With this view of the case,—which we hold to be correct,—to elevate to equality the degraded subject of law and custom, it can only be done, as in Europe, by an entire destruction of the identity of the former condition of the applicant. Even were this desirable, which we by no means admit, with the deep-seated prejudices engendered by oppression, with which we have to contend, ages incalculable might reasonably be expected to roll around before this could honorably be accomplished; otherwise, we should encourage, and at once commence, an indiscriminate concubinage and immoral commerce of our mothers, sisters, wives, and daughters, revolting to think of, and a physical curse to humanity.
If this state of things be to succeed, then, as in Egypt, under the dread of the inscrutable approach of the destroying angel, to appease the hatred of our oppressors, as a license to the passions of every white, let the lintel of each door of every black man be stained with the blood of virgin purity and unsullied matron fidelity. Let it be written along the cornice in capitals, “The will of the white man is the rule of my household.” Remove the protection to our chambers and nurseries, that the places once sacred may henceforth become the unrestrained resort of the vagrant and rabble, always provided that the licensed commissioner of lust shall wear the indisputable impress of a white skin.
But we have fully discovered and comprehended the great political disease with which we are affected, the cause of its origin and continuance; and what is now left for us to do is to discover and apply a sovereign remedy, a healing balm to a sorely diseased body—a wrecked but not entirely shattered system. We propose for this disease a remedy. That remedy is emigration. This emigration should be well advised, and like remedies applied to remove the disease from the physical system of man, skilfully and carefully applied, within the proper time, directed to operate on that part of the system whose greatest tendency shall be to benefit the whole.
Several geographical localities have been named, among which rank the Canadas. These we do not object to as places of temporary relief, especially to the fleeing fugitive,—which, like a palliative, soothes, for the time being, the misery,—but cannot commend them as permanent places upon which to fix our destiny, and that of our children, who shall come after us.
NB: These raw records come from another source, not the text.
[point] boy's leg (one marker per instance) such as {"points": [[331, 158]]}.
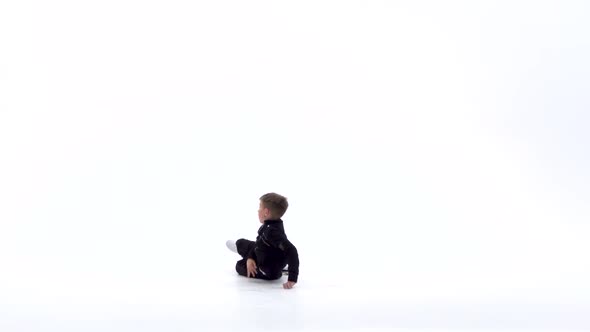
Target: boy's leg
{"points": [[244, 247], [261, 273]]}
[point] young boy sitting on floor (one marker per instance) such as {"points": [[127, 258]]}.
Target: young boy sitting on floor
{"points": [[267, 257]]}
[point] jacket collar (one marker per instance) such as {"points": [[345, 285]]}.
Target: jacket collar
{"points": [[273, 221]]}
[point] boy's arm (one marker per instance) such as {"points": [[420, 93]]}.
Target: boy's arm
{"points": [[280, 241], [292, 259]]}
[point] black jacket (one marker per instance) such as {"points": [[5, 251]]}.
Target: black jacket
{"points": [[273, 250]]}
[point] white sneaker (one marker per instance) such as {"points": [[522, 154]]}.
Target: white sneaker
{"points": [[231, 245]]}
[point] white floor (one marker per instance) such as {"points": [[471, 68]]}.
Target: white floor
{"points": [[215, 298], [434, 153]]}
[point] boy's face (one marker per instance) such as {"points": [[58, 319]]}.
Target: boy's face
{"points": [[263, 213]]}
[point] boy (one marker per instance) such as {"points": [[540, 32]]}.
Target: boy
{"points": [[272, 251]]}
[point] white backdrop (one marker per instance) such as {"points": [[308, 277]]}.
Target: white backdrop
{"points": [[429, 150]]}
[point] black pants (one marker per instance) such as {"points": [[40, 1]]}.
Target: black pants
{"points": [[271, 270]]}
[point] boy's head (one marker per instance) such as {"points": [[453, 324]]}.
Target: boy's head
{"points": [[272, 206]]}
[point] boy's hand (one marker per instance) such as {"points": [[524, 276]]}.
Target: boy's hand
{"points": [[289, 284], [251, 267]]}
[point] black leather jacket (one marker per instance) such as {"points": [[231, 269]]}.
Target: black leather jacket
{"points": [[273, 250]]}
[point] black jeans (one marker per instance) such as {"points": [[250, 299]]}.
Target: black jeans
{"points": [[270, 270]]}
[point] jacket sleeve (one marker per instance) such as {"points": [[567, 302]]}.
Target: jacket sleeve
{"points": [[279, 240]]}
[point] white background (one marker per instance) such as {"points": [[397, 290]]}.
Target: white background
{"points": [[435, 156]]}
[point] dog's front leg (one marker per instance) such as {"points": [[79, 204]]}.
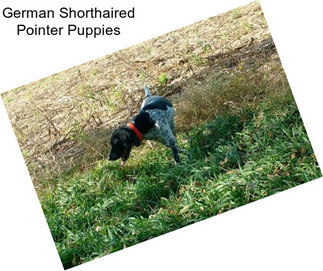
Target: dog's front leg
{"points": [[175, 150]]}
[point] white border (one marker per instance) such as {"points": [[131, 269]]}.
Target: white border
{"points": [[282, 232]]}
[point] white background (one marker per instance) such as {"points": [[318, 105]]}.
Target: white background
{"points": [[281, 232]]}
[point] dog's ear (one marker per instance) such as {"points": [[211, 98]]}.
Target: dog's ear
{"points": [[125, 138]]}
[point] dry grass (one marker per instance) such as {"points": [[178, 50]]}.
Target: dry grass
{"points": [[64, 121]]}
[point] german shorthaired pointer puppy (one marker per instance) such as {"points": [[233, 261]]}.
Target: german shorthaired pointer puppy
{"points": [[155, 121]]}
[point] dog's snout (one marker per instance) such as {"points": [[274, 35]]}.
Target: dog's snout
{"points": [[112, 156]]}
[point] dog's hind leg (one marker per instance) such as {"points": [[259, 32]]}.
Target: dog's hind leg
{"points": [[170, 142]]}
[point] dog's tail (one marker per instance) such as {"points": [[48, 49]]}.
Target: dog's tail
{"points": [[147, 92]]}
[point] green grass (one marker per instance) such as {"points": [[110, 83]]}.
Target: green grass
{"points": [[228, 162]]}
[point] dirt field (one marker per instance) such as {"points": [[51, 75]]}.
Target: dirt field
{"points": [[64, 121]]}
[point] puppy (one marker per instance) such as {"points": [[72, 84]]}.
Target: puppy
{"points": [[155, 121]]}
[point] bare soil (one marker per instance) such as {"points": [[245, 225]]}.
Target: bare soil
{"points": [[65, 120]]}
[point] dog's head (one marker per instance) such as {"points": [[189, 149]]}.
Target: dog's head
{"points": [[121, 144]]}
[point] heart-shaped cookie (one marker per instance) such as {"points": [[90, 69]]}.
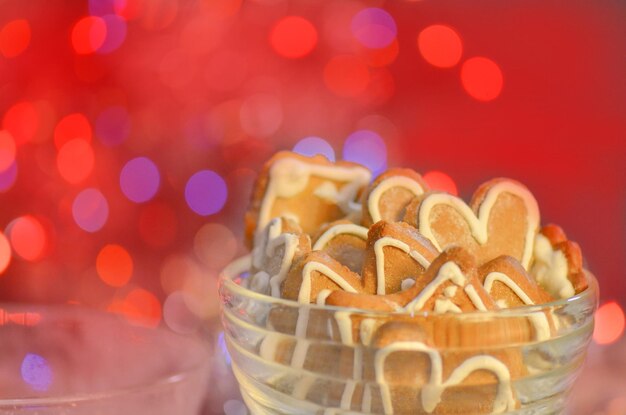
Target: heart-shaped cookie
{"points": [[309, 190], [344, 241], [387, 197], [502, 219], [558, 265], [396, 254]]}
But in this connection we would most earnestly recommend to the colored people of the United States generally, to secure, by purchase, all of the land they possibly can while selling at low rates, under the British people and government; as that time may come, when, like the lands in the United States territories generally, if not as in Oregon and some other territories and states, they may be prevented entirely from settling or purchasing them,—the preference being given to the white applicant.
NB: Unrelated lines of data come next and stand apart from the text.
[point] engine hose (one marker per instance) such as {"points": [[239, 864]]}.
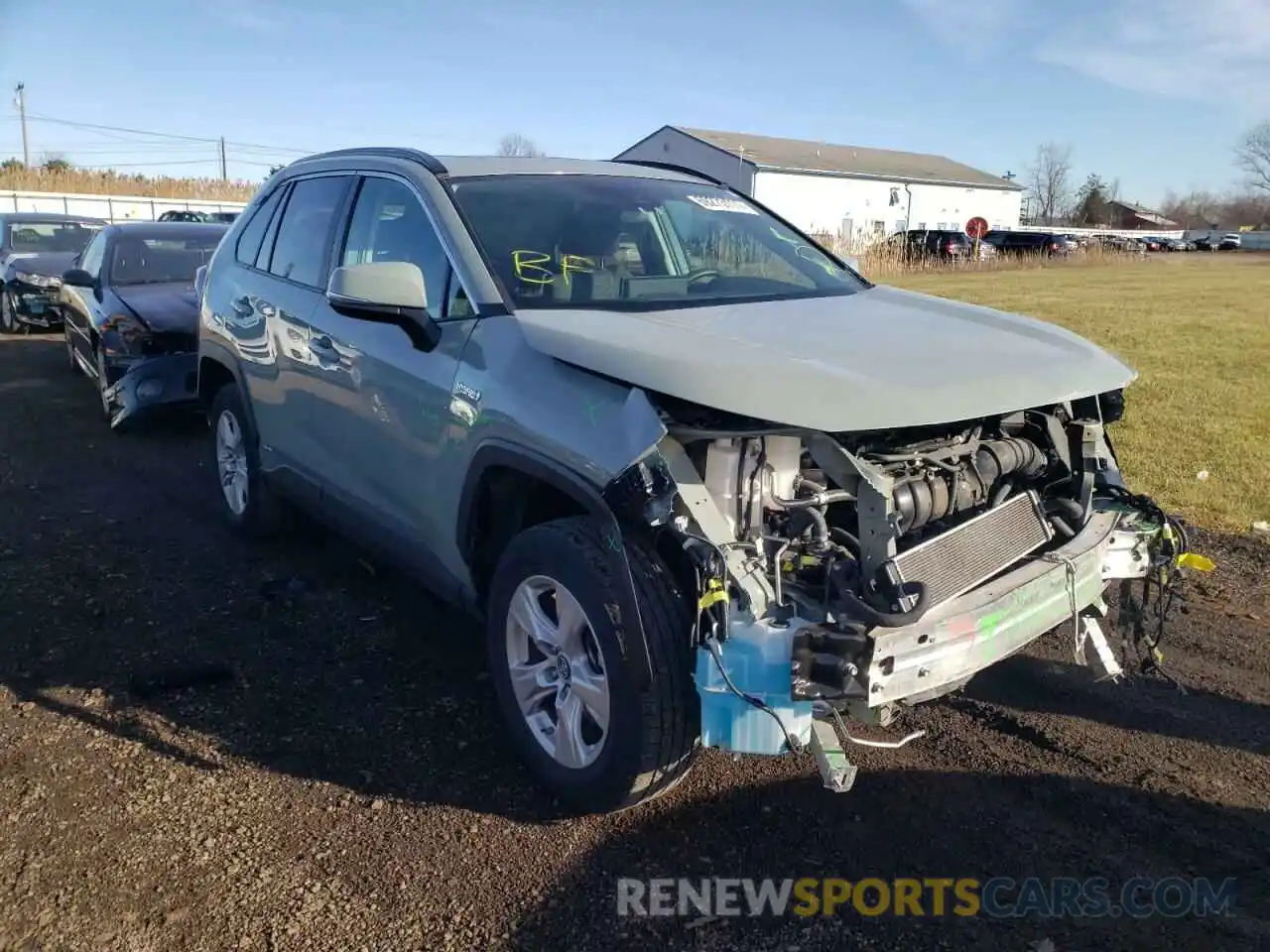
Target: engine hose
{"points": [[820, 499], [1069, 506], [934, 495], [1000, 493], [1060, 524], [889, 620], [820, 527], [843, 537]]}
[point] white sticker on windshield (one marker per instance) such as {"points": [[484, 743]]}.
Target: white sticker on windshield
{"points": [[721, 204]]}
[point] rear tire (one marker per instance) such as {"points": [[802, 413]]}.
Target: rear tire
{"points": [[651, 737], [246, 503]]}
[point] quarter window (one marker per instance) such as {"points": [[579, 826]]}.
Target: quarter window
{"points": [[94, 255], [390, 225], [304, 234], [253, 235]]}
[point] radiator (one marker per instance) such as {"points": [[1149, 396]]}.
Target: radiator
{"points": [[974, 551]]}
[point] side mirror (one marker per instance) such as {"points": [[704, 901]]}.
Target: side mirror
{"points": [[79, 278], [386, 293]]}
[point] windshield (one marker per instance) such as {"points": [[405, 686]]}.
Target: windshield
{"points": [[50, 236], [141, 261], [633, 243]]}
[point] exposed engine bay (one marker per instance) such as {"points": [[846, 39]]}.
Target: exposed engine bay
{"points": [[841, 575]]}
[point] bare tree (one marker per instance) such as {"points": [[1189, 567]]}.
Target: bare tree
{"points": [[1252, 154], [1049, 180], [516, 144]]}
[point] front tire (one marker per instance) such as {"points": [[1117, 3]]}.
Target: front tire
{"points": [[72, 365], [246, 503], [9, 322], [578, 721]]}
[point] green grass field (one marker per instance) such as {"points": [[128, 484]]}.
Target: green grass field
{"points": [[1197, 327]]}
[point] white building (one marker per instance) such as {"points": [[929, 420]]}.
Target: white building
{"points": [[852, 194]]}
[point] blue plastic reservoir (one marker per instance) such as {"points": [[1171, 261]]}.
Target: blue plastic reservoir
{"points": [[757, 658]]}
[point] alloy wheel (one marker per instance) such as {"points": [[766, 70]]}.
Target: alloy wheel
{"points": [[558, 671], [231, 462]]}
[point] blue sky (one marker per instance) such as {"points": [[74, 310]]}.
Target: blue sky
{"points": [[1153, 93]]}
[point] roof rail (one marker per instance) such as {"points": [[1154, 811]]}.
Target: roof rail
{"points": [[670, 167], [411, 155]]}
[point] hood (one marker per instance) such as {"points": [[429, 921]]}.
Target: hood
{"points": [[876, 359], [53, 263], [163, 307]]}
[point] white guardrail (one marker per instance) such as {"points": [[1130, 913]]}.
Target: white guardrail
{"points": [[113, 208]]}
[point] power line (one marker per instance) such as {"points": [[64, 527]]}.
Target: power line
{"points": [[172, 136], [116, 128]]}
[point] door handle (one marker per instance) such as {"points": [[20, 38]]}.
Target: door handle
{"points": [[322, 348]]}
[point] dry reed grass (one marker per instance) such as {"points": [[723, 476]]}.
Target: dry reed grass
{"points": [[87, 181]]}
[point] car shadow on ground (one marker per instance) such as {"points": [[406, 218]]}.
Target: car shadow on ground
{"points": [[922, 824]]}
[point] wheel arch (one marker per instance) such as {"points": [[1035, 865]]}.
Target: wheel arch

And here we would not deceive you by disguising the facts that, according to political tendency, the Canadas, as all British America, at no very distant day, are destined to come into the United States.
And were this not the case, the odds are against us, because the ruling element there, as in the United States, is, and ever must be, white; the population now standing, in all British America, two and a half millions of whites to but forty thousand of the black race, or sixty-one and a fraction whites to one black!—the difference being eleven times greater than in the United States,—so that colored people might never hope for anything more than to exist politically by mere sufferance; occupying a secondary position to the whites of the Canadas. The Yankees from this side of the lakes are fast settling in the Canadas, infusing, with industrious success, all the malignity and negro-hate inseparable from their very being, as Christian democrats and American advocates of equality.
Then, to be successful, our attention must be turned in a direction towards those places where the black and colored man comprise, by population, and constitute by necessity of numbers, the ruling element of the body politic; and where, when occasion shall require it, the issue can be made and maintained on this basis; where our political enclosure and national edifice can be reared, established, walled, and proudly defended on this great elementary principle of original identity. Upon this solid foundation rests the fabric of every substantial political structure in the world, which cannot exist without it; and so soon as a people or nation lose their original identity, just so soon must that nation or people become extinct. Powerful though they may have been, they must fall. Because the nucleus which heretofore held them together, becoming extinct, there being no longer a centre of attraction, or basis for a union of the parts, a dissolution must as naturally ensue as the result of the neutrality of the basis of adhesion among the particles of matter.
This is the secret of the eventful downfall of Egypt, Carthage, Rome, and the former Grecian states, once so powerful—a loss of original identity; and with it, a loss of interest in maintaining their fundamental principles of nationality.
This, also, is the great secret of the present strength of Great Britain, Russia, the United States, and Turkey; and the endurance of the French nation, whatever its strength and power, is attributable only to their identity as Frenchmen.
And doubtless the downfall of Hungary, brave and noble as may be her people, is mainly to be attributed to the want of identity of origin, and, consequently, a union of interests and purpose. This fact it might not have been expected would be admitted by the great Sclave in his thrilling pleas for the restoration of Hungary, when asking aid, both national and individual, to enable him to throw off the ponderous weight placed upon their shoulders by the House of Hapsburg.